Preserving Task-Relevant Information Under Linear Concept Removal
Floris Holstege, Shauli Ravfogel, Bram Wouters
TL;DR
Preserving Task-Relevant Information Under Linear Concept Removal introduces SPLINCE, an oblique projection that removes linear predictability of a protected attribute while exactly preserving covariance with a target label. The method enforces two geometric constraints: placing Cov($\boldsymbol{x},\boldsymbol{z}$) in the kernel and keeping Cov($\boldsymbol{x},\boldsymbol{y}$) in the range, yielding a unique minimum-distortion solution $P^{*}_\mathrm{SPLINCE} = W^{+} V (U^{\mathrm{T}} V)^{-1} U^{\mathrm{T}} W$, derived from whitening and covariance subspaces. The authors show equivalence results: after re-training a last linear layer without regularization, different range choices yield identical predictions when the kernel is fixed, while range can matter when regularization or freezing applies. Empirically, SPLINCE improves average and worst-group accuracy on NLP benchmarks like Bias in Bios and Multilingual Text Detox, while controlling stereotypes in language models, though vision tasks show more limited gains and sometimes greater distortion, indicating domain-dependent efficacy.
Abstract
Modern neural networks often encode unwanted concepts alongside task-relevant information, leading to fairness and interpretability concerns.

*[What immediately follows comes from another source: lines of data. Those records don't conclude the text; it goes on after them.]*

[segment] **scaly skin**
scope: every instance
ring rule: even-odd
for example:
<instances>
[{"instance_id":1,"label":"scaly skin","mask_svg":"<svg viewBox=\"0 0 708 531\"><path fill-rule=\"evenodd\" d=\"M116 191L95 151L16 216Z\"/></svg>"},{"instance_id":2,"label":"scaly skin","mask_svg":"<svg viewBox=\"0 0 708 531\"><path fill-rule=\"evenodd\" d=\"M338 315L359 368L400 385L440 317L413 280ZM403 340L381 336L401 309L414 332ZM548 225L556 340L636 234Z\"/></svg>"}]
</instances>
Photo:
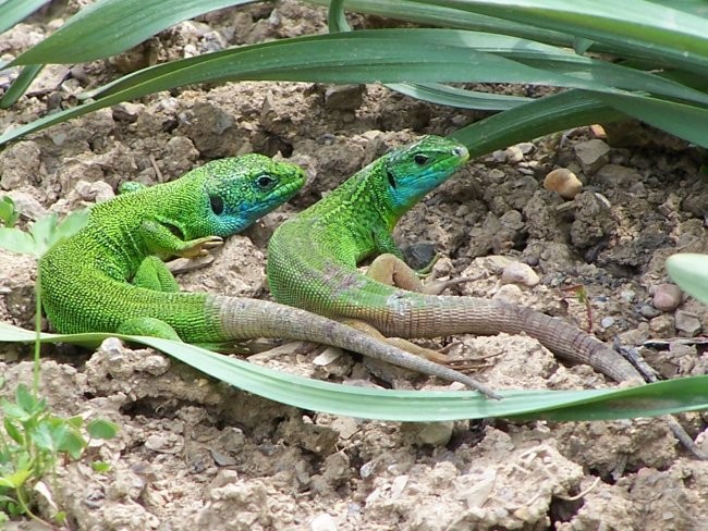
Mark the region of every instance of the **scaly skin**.
<instances>
[{"instance_id":1,"label":"scaly skin","mask_svg":"<svg viewBox=\"0 0 708 531\"><path fill-rule=\"evenodd\" d=\"M171 183L124 187L93 207L87 225L41 258L49 321L61 333L155 335L209 348L256 337L324 343L496 396L469 376L304 310L179 292L161 259L207 254L304 183L300 168L247 155L207 163Z\"/></svg>"},{"instance_id":2,"label":"scaly skin","mask_svg":"<svg viewBox=\"0 0 708 531\"><path fill-rule=\"evenodd\" d=\"M274 298L334 319L363 321L386 336L524 332L557 356L589 365L618 382L643 381L622 356L561 319L496 300L413 293L357 271L374 255L402 259L391 237L396 222L468 157L453 140L425 137L374 161L283 223L268 246ZM664 420L686 448L707 458L673 417Z\"/></svg>"},{"instance_id":3,"label":"scaly skin","mask_svg":"<svg viewBox=\"0 0 708 531\"><path fill-rule=\"evenodd\" d=\"M425 137L374 161L283 223L268 246L274 298L334 319L363 321L390 337L525 332L557 356L589 365L618 382L642 381L622 356L561 319L496 300L404 291L357 271L374 255L402 258L391 237L396 222L467 159L464 146ZM706 458L673 417L666 420L684 446Z\"/></svg>"}]
</instances>

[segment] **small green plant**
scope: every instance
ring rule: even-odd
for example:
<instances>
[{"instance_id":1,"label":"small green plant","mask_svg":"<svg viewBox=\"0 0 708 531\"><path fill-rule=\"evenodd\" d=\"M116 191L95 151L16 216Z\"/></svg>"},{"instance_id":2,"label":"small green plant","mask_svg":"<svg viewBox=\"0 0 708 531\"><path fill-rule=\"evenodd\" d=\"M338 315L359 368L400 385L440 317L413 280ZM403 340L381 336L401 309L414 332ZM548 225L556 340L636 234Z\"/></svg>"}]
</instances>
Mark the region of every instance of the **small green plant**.
<instances>
[{"instance_id":1,"label":"small green plant","mask_svg":"<svg viewBox=\"0 0 708 531\"><path fill-rule=\"evenodd\" d=\"M17 223L20 212L15 209L15 202L11 197L3 196L0 198L0 224L12 227Z\"/></svg>"},{"instance_id":2,"label":"small green plant","mask_svg":"<svg viewBox=\"0 0 708 531\"><path fill-rule=\"evenodd\" d=\"M88 211L74 212L62 222L50 214L34 222L25 232L13 225L19 212L9 197L0 199L0 247L17 254L41 257L54 244L78 232L88 220ZM84 423L82 417L62 418L53 415L47 400L39 397L39 334L41 333L41 279L37 270L36 341L33 390L20 384L13 402L2 399L3 422L0 428L0 522L17 516L30 516L38 493L56 508L51 491L42 478L56 470L60 457L80 459L88 445L84 432L93 439L112 439L118 427L107 420ZM0 388L4 381L0 381ZM105 471L98 464L97 471ZM62 522L63 513L56 509L54 520Z\"/></svg>"},{"instance_id":3,"label":"small green plant","mask_svg":"<svg viewBox=\"0 0 708 531\"><path fill-rule=\"evenodd\" d=\"M54 472L59 458L80 459L90 439L112 439L118 431L107 420L85 423L78 416L57 417L48 410L44 398L23 384L17 385L13 402L2 399L2 411L0 521L23 515L41 520L32 511L33 494L42 493L53 505L50 491L40 482L47 473ZM60 513L58 516L61 519Z\"/></svg>"}]
</instances>

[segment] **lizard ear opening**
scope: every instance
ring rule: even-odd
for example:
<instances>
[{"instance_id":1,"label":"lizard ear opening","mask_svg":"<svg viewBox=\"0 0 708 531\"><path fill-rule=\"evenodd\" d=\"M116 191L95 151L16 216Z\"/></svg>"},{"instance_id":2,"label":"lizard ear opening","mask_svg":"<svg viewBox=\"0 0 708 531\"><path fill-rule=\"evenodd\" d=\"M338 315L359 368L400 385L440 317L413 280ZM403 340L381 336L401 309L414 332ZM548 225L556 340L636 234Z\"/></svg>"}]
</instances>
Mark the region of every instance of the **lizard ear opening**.
<instances>
[{"instance_id":1,"label":"lizard ear opening","mask_svg":"<svg viewBox=\"0 0 708 531\"><path fill-rule=\"evenodd\" d=\"M388 166L386 168L386 176L389 180L389 185L391 185L391 188L395 189L395 186L396 186L395 185L395 175L393 175L393 173L391 173L391 170L389 170Z\"/></svg>"},{"instance_id":2,"label":"lizard ear opening","mask_svg":"<svg viewBox=\"0 0 708 531\"><path fill-rule=\"evenodd\" d=\"M256 185L264 192L271 189L276 185L277 180L268 174L263 174L256 178Z\"/></svg>"},{"instance_id":3,"label":"lizard ear opening","mask_svg":"<svg viewBox=\"0 0 708 531\"><path fill-rule=\"evenodd\" d=\"M221 215L223 213L223 199L220 196L209 196L209 206L215 214Z\"/></svg>"}]
</instances>

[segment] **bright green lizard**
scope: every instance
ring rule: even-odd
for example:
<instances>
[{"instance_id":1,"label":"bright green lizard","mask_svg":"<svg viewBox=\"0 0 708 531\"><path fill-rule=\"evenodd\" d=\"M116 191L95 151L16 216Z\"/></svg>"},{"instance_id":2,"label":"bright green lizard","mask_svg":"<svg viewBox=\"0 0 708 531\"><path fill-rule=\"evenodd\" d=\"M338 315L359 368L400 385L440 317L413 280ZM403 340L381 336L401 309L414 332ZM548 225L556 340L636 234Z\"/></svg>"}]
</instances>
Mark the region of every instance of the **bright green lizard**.
<instances>
[{"instance_id":1,"label":"bright green lizard","mask_svg":"<svg viewBox=\"0 0 708 531\"><path fill-rule=\"evenodd\" d=\"M221 348L284 337L334 345L497 396L472 378L330 319L266 300L179 292L162 262L194 257L290 199L298 166L259 155L209 162L171 183L94 206L88 223L39 262L42 301L61 333L154 335Z\"/></svg>"},{"instance_id":2,"label":"bright green lizard","mask_svg":"<svg viewBox=\"0 0 708 531\"><path fill-rule=\"evenodd\" d=\"M562 319L498 300L415 293L423 286L402 261L391 231L468 158L454 140L424 137L371 162L284 222L268 246L268 284L276 300L370 328L404 348L412 344L399 338L524 332L557 356L618 382L642 380L620 354ZM376 255L369 274L356 269ZM680 425L673 428L684 444L691 441Z\"/></svg>"}]
</instances>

Existing post-hoc approaches can remove undesired concepts but often degrade useful signals. We introduce SPLINCE-Simultaneous Projection for LINear concept removal and Covariance prEservation - which eliminates sensitive concepts from representations while exactly preserving their covariance with a target label. SPLINCE achieves this via an oblique projection that 'splices out' the unwanted direction yet protects important label correlations. Theoretically, it is the unique solution that removes linear concept predictability and maintains target covariance with minimal embedding distortion. Empirically, SPLINCE outperforms baselines on benchmarks such as Bias in Bios and Winobias, removing protected attributes while minimally damaging main-task information.